Remember last fall, when Taylor Hawking’s 16-year-old son Shane emerged during his father’s tribute concert to play “My Hero”? Well, Teen Beast is back again, shelling out for a guest spot in honor of Dad, as the crowd cheers (sobbing in between). Shane crushes the song, the biggest moment of the night so far, as the chorus reaches Earth’s thermosphere. Even the security guards are singing along. Better yet, Hawkins is smiling.
“Evergreen” (with “February Stars” intro)
Shane jogs off, 20,000 dads use their T-shirts as handkerchiefs and the band ends the main set with their calling card – but with a twist! They begin with saying lines from “February Stars”, which precedes “Everlong” on the album. Lonely and sad, Grohl whispers: “Saw you come and go / How I knew / You’d steal the show.” Before most fans even realize what’s happening and how special it is to hear the snippet (the band hasn’t played it live since ’06), the familiar riff begins.

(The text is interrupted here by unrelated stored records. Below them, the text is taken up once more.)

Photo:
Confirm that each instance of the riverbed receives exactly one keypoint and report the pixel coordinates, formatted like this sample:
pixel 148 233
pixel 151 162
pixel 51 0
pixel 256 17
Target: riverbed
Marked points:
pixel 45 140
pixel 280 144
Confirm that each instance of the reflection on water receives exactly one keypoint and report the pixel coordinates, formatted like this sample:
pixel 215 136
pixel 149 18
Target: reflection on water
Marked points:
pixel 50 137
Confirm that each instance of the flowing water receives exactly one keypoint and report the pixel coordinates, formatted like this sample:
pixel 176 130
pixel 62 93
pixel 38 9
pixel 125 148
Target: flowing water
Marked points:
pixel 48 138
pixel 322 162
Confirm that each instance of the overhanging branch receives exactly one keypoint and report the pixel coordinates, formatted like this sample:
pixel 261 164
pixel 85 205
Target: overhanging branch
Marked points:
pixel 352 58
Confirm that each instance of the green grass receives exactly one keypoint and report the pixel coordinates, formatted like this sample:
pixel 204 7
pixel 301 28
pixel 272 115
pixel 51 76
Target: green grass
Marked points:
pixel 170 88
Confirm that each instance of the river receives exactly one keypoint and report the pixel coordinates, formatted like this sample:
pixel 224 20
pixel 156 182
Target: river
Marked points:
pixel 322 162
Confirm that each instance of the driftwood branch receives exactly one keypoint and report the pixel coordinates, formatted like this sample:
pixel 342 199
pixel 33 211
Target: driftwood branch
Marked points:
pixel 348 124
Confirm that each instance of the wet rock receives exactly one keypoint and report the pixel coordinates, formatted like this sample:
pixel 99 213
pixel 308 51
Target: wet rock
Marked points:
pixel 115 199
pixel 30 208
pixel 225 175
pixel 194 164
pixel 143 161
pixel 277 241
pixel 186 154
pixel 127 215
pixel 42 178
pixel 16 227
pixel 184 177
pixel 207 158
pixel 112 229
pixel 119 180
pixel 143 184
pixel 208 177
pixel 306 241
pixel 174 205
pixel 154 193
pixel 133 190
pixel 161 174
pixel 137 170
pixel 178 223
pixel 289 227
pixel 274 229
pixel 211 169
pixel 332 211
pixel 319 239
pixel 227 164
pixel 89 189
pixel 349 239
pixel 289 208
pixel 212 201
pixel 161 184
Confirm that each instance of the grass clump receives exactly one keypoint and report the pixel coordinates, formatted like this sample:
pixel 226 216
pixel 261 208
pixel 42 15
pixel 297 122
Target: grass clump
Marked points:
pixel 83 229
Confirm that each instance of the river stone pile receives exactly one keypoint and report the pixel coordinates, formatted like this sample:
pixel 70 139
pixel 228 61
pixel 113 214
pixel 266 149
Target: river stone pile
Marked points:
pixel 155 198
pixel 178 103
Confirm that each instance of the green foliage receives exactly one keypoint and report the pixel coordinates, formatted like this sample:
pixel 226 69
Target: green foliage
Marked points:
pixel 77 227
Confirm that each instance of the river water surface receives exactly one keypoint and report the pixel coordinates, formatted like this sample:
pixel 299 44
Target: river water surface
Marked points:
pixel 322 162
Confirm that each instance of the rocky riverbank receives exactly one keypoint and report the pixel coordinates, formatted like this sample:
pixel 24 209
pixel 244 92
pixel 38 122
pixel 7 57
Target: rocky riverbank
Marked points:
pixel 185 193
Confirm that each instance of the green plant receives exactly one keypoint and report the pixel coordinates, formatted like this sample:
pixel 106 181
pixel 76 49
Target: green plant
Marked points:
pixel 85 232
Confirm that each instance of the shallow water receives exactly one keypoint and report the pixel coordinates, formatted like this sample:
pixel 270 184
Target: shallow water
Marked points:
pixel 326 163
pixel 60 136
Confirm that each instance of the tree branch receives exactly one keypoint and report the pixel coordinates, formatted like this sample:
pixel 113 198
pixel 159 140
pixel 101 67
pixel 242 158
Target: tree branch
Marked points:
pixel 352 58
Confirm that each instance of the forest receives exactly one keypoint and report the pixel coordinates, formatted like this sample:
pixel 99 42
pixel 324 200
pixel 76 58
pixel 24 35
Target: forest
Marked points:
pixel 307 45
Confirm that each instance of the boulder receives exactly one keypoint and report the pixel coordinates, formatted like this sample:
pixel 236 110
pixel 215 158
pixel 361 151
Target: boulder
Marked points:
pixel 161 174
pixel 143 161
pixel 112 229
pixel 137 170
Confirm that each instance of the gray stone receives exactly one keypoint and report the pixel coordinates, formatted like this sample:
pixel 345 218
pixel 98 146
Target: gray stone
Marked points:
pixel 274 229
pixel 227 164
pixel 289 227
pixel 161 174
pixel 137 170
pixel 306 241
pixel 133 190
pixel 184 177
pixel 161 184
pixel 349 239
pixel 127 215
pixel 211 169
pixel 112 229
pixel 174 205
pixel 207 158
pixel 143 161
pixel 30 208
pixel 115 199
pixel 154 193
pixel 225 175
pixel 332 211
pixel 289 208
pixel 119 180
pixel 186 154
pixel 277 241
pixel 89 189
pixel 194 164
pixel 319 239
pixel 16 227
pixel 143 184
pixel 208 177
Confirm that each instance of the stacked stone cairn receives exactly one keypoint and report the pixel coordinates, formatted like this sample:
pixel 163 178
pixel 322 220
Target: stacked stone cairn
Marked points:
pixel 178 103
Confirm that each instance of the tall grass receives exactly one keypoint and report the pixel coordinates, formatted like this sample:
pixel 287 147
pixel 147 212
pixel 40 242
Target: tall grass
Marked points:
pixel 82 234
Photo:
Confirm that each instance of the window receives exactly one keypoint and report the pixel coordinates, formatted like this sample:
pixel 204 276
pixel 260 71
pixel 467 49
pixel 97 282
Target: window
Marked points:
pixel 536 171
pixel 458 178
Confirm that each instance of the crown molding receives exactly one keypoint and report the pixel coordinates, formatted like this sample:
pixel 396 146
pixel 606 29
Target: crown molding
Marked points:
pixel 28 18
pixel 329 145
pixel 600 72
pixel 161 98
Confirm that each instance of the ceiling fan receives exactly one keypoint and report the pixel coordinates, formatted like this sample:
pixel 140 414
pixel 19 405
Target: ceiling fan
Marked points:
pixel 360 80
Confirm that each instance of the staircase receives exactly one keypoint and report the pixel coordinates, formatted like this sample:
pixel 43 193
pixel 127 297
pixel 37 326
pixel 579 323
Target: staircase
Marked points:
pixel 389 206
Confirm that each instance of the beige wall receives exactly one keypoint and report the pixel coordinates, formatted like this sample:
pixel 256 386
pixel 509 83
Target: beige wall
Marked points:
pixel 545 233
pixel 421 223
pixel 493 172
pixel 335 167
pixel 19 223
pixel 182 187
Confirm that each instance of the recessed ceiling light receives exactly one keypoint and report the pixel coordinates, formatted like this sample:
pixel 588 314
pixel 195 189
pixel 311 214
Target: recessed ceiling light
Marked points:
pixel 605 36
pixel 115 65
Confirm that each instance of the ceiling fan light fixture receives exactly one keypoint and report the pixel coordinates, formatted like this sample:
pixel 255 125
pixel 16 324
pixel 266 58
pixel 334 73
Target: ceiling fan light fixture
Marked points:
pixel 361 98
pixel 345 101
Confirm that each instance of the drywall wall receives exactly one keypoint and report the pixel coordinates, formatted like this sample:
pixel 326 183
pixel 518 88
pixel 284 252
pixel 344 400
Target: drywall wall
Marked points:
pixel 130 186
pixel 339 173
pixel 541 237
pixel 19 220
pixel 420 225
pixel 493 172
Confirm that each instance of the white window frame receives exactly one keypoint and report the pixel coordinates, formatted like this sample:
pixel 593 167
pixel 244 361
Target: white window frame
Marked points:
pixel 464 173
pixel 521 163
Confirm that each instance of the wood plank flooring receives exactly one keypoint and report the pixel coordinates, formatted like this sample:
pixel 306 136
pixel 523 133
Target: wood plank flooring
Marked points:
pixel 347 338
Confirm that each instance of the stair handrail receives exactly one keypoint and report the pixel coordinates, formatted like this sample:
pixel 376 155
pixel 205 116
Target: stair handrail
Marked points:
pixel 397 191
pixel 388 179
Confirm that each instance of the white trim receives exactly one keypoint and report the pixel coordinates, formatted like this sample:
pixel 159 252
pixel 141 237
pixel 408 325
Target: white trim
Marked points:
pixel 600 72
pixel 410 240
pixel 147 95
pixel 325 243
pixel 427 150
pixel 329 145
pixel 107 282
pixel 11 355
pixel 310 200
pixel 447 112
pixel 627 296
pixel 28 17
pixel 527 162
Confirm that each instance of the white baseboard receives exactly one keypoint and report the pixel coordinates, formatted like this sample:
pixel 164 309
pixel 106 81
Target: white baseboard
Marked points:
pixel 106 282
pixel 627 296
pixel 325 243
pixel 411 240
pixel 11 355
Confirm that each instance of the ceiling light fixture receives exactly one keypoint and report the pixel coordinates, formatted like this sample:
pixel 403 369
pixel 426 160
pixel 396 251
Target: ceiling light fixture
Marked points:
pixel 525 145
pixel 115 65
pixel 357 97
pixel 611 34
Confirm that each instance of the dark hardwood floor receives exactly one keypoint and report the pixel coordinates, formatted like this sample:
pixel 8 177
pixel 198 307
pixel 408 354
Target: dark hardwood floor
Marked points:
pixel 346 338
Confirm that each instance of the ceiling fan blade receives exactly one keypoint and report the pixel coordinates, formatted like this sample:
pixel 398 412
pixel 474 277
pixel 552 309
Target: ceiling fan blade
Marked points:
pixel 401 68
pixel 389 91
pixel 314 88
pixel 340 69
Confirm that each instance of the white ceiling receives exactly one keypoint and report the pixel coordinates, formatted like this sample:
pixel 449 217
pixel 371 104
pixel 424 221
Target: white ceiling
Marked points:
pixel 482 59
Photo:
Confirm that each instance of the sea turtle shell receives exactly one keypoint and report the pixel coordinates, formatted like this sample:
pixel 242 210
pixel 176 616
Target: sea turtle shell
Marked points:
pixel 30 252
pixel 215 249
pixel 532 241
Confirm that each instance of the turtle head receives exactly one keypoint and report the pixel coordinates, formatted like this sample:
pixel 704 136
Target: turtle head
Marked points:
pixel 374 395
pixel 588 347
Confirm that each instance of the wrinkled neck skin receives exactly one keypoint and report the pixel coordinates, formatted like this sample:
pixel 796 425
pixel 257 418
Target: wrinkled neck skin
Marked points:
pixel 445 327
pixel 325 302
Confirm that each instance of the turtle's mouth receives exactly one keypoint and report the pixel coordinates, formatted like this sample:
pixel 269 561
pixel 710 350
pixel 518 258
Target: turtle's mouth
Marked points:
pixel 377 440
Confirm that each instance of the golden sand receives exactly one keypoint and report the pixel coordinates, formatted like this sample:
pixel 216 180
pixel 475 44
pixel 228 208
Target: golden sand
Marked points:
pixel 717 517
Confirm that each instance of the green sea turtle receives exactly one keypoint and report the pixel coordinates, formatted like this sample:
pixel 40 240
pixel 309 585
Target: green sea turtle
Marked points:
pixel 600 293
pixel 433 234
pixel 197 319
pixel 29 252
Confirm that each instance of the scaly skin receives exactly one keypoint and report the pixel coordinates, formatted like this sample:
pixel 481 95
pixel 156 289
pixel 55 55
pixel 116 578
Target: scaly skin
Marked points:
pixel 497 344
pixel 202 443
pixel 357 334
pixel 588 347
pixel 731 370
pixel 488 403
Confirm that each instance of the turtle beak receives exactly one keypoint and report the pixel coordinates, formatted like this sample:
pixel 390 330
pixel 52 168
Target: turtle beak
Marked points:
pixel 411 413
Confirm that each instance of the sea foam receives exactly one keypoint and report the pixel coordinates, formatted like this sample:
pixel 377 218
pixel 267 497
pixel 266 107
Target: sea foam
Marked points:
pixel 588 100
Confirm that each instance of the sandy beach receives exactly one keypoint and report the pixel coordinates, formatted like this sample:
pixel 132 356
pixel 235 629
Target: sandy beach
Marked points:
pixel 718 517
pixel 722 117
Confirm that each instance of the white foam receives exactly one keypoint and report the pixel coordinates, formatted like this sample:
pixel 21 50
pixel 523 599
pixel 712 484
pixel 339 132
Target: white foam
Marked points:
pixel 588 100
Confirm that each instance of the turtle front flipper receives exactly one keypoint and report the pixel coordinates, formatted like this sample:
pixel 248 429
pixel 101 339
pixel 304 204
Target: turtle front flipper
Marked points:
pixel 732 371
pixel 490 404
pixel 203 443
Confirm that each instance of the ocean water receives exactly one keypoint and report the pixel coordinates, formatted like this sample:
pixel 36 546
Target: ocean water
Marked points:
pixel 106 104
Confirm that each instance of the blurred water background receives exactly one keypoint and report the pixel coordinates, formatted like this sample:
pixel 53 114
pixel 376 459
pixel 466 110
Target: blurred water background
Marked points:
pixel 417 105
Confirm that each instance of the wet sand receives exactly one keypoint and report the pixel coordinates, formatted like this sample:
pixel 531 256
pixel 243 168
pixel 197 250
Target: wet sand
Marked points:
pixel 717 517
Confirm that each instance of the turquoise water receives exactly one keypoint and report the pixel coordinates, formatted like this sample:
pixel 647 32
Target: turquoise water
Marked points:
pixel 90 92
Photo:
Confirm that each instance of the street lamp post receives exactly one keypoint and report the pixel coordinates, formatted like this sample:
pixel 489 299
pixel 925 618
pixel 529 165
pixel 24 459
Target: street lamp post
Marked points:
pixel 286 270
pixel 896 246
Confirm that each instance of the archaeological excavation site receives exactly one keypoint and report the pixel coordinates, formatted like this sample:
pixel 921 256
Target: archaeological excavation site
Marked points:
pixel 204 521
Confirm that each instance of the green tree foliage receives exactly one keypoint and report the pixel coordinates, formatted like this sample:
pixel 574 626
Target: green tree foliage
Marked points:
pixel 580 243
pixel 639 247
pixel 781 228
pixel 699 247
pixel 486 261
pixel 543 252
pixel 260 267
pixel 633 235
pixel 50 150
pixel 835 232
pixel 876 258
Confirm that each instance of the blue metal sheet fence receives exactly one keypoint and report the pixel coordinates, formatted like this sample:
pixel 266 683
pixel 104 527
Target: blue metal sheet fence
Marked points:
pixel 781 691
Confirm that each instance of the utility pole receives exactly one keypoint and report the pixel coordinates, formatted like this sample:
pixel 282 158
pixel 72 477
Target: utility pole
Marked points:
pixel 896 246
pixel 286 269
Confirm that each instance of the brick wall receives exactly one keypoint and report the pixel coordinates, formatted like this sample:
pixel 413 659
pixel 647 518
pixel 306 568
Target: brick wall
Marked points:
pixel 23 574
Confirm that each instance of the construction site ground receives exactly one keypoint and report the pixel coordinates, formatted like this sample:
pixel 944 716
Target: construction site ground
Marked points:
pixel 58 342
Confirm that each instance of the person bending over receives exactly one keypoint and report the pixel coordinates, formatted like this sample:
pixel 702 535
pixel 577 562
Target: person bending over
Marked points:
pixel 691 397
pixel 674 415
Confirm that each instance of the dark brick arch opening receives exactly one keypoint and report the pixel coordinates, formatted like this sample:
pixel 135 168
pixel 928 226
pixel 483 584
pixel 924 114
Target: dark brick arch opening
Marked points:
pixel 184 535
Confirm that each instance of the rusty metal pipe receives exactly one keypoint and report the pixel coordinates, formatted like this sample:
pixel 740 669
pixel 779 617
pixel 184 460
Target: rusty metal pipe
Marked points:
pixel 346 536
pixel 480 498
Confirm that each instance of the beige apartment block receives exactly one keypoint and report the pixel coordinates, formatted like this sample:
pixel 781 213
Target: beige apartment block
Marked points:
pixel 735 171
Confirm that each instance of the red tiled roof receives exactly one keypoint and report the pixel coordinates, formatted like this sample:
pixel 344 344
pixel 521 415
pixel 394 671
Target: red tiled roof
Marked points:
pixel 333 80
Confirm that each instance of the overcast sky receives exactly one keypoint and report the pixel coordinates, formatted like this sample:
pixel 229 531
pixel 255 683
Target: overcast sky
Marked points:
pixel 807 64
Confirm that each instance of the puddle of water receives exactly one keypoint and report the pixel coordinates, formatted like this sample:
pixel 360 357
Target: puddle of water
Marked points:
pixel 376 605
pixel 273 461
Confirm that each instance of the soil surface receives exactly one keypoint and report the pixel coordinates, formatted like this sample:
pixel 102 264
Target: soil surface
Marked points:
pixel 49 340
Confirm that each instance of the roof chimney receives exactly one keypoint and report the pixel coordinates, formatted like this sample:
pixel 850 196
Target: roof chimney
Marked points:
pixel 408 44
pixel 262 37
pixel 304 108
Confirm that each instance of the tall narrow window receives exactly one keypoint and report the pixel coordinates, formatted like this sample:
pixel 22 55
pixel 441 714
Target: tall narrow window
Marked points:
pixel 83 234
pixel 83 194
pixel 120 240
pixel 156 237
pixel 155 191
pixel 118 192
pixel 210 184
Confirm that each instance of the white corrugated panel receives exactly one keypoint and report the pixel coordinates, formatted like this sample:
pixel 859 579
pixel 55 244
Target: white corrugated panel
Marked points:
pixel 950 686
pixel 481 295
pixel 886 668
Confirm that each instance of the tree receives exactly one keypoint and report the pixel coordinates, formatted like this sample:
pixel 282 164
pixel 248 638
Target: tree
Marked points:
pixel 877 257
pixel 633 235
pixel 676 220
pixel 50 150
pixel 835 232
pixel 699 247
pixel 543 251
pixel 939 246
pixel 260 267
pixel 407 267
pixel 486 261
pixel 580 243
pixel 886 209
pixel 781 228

Then another, louder guitar. And it’s alt-rock euphoria. Dave bless us, everyone.
Encore: “All My Life”
The stage darkens, the band leaves, Grohl discards his sweat-soaked black tank-top for a similar black tank-top. They return roaring, but the light is short lived. Then you hear it: “Da-da-da, da-da-da,” that unmistakable riff. “All my life I’ve been looking for something, something never comes, nothing ever happens…” It’s so loud and it’s terrifying. ,Complete! My work is done! And I’m on next!,
Repeat: “Colors and Shapes”
The band remains heavy – as heavy as they’ve ever been – mostly on the screaming, garage-punk title track, performed live for the first time since ’98. New fans don’t know it and that’s okay, dudes who have been on the Fuoos train since the Clinton administration went wild.
Encore: “Live-In Skin”
Another gem for true fans, who will forever be able to say they saw the first live rendition of “Live In Skin,” a classic album track from the 99ers there is nothing left to lose, Which has developed a sort of mystique on the Foo Fighters subreddits, mainly for the lack of it. “I’m surprised I’m still standing” Grohl sings in the hook, the song meaning so much more now.
Encore: “Best of You”
Grohl sips a beer, thanks the huge crowd for sticking with his band of misfits for nearly 30 years and yells, “Oh, and one last thing — I’ve got one more confession to make!” Another Titanic song for the road, as the song expands with additional guitar breaks and a boom of fireworks above. Shrewd fans book it for the parking spot, but float on their high of seeing one of the last monster-rock bands uncover the set of their lives – and find redemption in tragedy.